Our questions were as follows:

  1. What proportion of children in a cohort referred for an autism assessment had evidence of likely associated neurodivergences in addition to autism?
  2. What proportion of children referred for an autism assessment received a diagnosis of autism, and what proportion were further investigated for another neurotype?

Methods

Following Medical Research Council Guidelines, and discussion with NHS Research and Development colleagues, ethical approval was not required. The study was deemed a service evaluation of anonymised medical records of children who had been referred for clinical purposes. Caldicott Guardian approval for case note review was received.

Data was collected over a 6-month period in 2020 as part of clinical assessment. Participants included all children aged between two years and 17 years (n = 114) who were referred to the previous autism service but had yet to be seen at the time of its disbandment. All participants had been referred with the primary clinical question of whether they met criteria for a DSM-5 diagnosis of autism, yet were seen clinically in the newly established neurodevelopmental service which aimed to assess a range of neurotypes in addition to autism.

As part of standard clinical assessment, parents or carers were asked to complete the ‘Five to Fifteen’ (FTF) [19] or ‘Five to Fifteen–Toddler’ (FTF-T) [20] assessment questionnaire. In addition to these questionnaires, each parent or carer completed a comprehensive developmental history and each child had at least one face-to-face clinical assessment session with an experienced practitioner. This clinical assessment process was in line with national guidelines [21].

The FTF and FTF-T questionnaires are validated questionnaires [2225] which ask parents about symptoms of all neurodivergences included under the ESSENCE umbrella, as well as highlighting a child’s specific strengths and weaknesses within different domains [26]. While the FTF and FTF-T questionnaires are similar, they contain different questions to represent the stages of development within each age group (two to five years and five to 17 years). Both questionnaires are composed of ten sections which focus on different areas of development.

The FTF and FTF-T questionnaires were not originally created with a scoring system and are based on symptoms and functional criteria rather than diagnostic criteria. These questionnaires had been introduced into routine clinical practice within the new neurodevelopmental service. In order to conduct this evaluation, a weighted scoring system was developed, with permission of the questionnaire authors (see below, in Results), to indicate the degree of impact recorded in each neurodevelopmental domain.

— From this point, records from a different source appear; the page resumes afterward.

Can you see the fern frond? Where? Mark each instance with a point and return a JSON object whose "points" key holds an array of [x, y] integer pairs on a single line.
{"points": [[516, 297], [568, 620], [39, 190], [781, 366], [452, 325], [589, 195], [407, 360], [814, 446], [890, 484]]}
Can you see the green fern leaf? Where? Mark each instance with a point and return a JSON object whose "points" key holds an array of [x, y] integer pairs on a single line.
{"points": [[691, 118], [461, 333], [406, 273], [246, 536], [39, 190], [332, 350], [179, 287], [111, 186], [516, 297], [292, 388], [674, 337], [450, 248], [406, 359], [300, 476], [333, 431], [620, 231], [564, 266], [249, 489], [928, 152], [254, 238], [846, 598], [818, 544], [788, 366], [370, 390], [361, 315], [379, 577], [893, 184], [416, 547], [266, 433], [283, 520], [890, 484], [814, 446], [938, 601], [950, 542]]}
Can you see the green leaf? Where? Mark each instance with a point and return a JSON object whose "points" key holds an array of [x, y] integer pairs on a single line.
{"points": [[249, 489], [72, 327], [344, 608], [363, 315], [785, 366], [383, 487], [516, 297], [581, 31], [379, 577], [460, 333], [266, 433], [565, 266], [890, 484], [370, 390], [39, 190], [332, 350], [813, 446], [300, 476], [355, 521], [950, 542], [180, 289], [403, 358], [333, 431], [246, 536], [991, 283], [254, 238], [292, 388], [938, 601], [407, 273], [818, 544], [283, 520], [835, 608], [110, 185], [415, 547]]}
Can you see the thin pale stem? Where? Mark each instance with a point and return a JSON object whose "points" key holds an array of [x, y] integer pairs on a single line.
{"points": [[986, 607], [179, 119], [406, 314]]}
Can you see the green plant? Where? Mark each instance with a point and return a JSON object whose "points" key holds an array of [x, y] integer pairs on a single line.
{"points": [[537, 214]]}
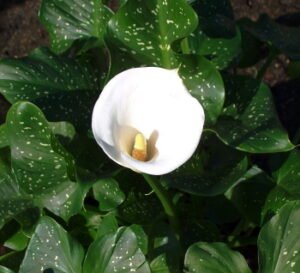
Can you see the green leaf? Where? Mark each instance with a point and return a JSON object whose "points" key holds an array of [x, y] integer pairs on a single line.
{"points": [[35, 162], [285, 38], [214, 258], [51, 247], [68, 21], [208, 172], [5, 270], [212, 8], [221, 51], [288, 175], [118, 252], [108, 193], [205, 83], [294, 70], [250, 194], [251, 48], [3, 136], [63, 128], [216, 36], [249, 121], [166, 252], [146, 29], [65, 89], [141, 205], [41, 166], [141, 237], [279, 241], [12, 201], [108, 225], [17, 242], [276, 199]]}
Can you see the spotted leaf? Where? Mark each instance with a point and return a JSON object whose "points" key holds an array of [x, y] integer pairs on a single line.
{"points": [[287, 176], [214, 258], [68, 21], [3, 136], [147, 29], [5, 270], [249, 121], [276, 199], [221, 51], [279, 241], [41, 166], [205, 83], [12, 201], [283, 37], [108, 193], [52, 249], [250, 194], [208, 172], [117, 252], [64, 89]]}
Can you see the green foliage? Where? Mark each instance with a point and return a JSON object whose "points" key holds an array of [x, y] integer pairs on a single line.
{"points": [[52, 248], [249, 121], [68, 21], [65, 207], [279, 242], [214, 257], [58, 85], [118, 252]]}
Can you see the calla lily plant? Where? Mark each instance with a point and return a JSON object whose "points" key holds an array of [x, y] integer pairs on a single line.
{"points": [[146, 120]]}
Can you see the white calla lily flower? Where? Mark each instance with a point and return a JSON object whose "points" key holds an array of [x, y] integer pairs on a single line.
{"points": [[146, 120]]}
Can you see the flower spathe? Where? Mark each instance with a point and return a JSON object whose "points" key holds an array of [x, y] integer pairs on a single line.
{"points": [[148, 110]]}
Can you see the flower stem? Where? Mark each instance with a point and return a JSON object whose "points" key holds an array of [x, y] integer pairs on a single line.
{"points": [[166, 202]]}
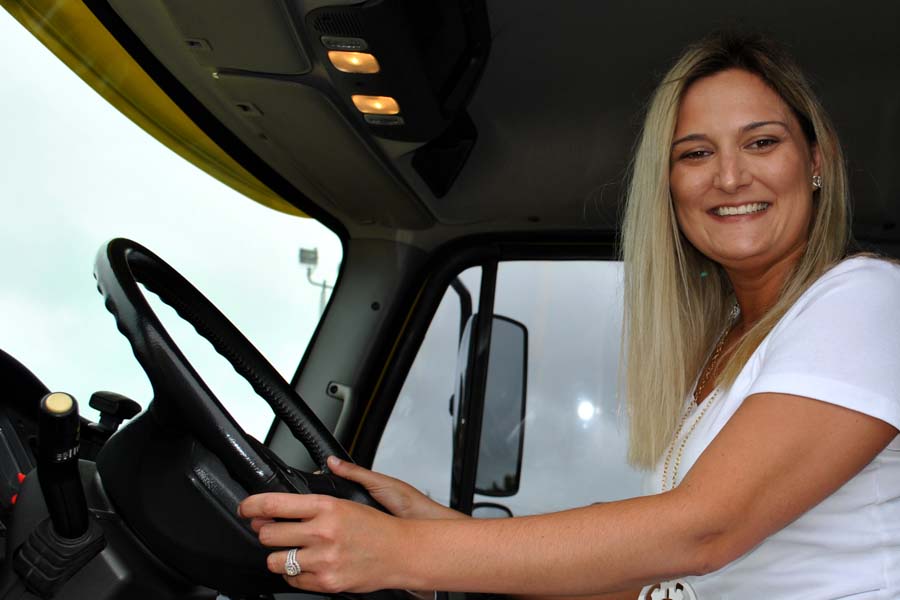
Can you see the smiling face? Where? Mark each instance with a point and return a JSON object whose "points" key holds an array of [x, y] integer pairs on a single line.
{"points": [[741, 173]]}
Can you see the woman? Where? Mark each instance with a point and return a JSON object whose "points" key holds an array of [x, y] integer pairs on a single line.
{"points": [[763, 382]]}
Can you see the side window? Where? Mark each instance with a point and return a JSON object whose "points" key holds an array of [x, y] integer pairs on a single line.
{"points": [[575, 434]]}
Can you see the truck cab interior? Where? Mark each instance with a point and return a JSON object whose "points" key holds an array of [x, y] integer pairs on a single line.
{"points": [[471, 155]]}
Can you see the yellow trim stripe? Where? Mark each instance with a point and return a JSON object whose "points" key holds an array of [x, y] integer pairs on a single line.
{"points": [[384, 368], [70, 31]]}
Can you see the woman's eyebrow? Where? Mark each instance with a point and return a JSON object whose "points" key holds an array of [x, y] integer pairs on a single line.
{"points": [[758, 124], [692, 137]]}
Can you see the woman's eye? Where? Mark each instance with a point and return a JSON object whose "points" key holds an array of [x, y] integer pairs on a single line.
{"points": [[696, 154], [763, 143]]}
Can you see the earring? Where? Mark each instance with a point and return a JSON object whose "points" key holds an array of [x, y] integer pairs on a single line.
{"points": [[817, 182]]}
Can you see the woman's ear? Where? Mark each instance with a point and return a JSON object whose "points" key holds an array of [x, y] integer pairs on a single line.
{"points": [[816, 157]]}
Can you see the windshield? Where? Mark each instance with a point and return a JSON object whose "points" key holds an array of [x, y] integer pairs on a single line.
{"points": [[76, 173]]}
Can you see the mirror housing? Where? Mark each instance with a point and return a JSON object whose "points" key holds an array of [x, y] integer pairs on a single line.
{"points": [[503, 422]]}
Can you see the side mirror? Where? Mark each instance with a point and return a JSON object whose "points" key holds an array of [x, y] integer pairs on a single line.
{"points": [[503, 421]]}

To examine neurodivergent traits in addition to autism, we focussed on three additional domains encompassing common neurotypes: attention/ activity levels, motor development, and learning, since the DSM-5 diagnoses most closely corresponding to these neurotypes, ADHD, DCD and ID, have previously been found to be associated with autism [17].

Cases were split into three age groups: two-five years; five to eight years; and eight to 17 years. The demographic data for each case was entered into one of three data collection tools based on age group. Questionnaire scores were also entered, allowing scores for each developmental domain to be calculated.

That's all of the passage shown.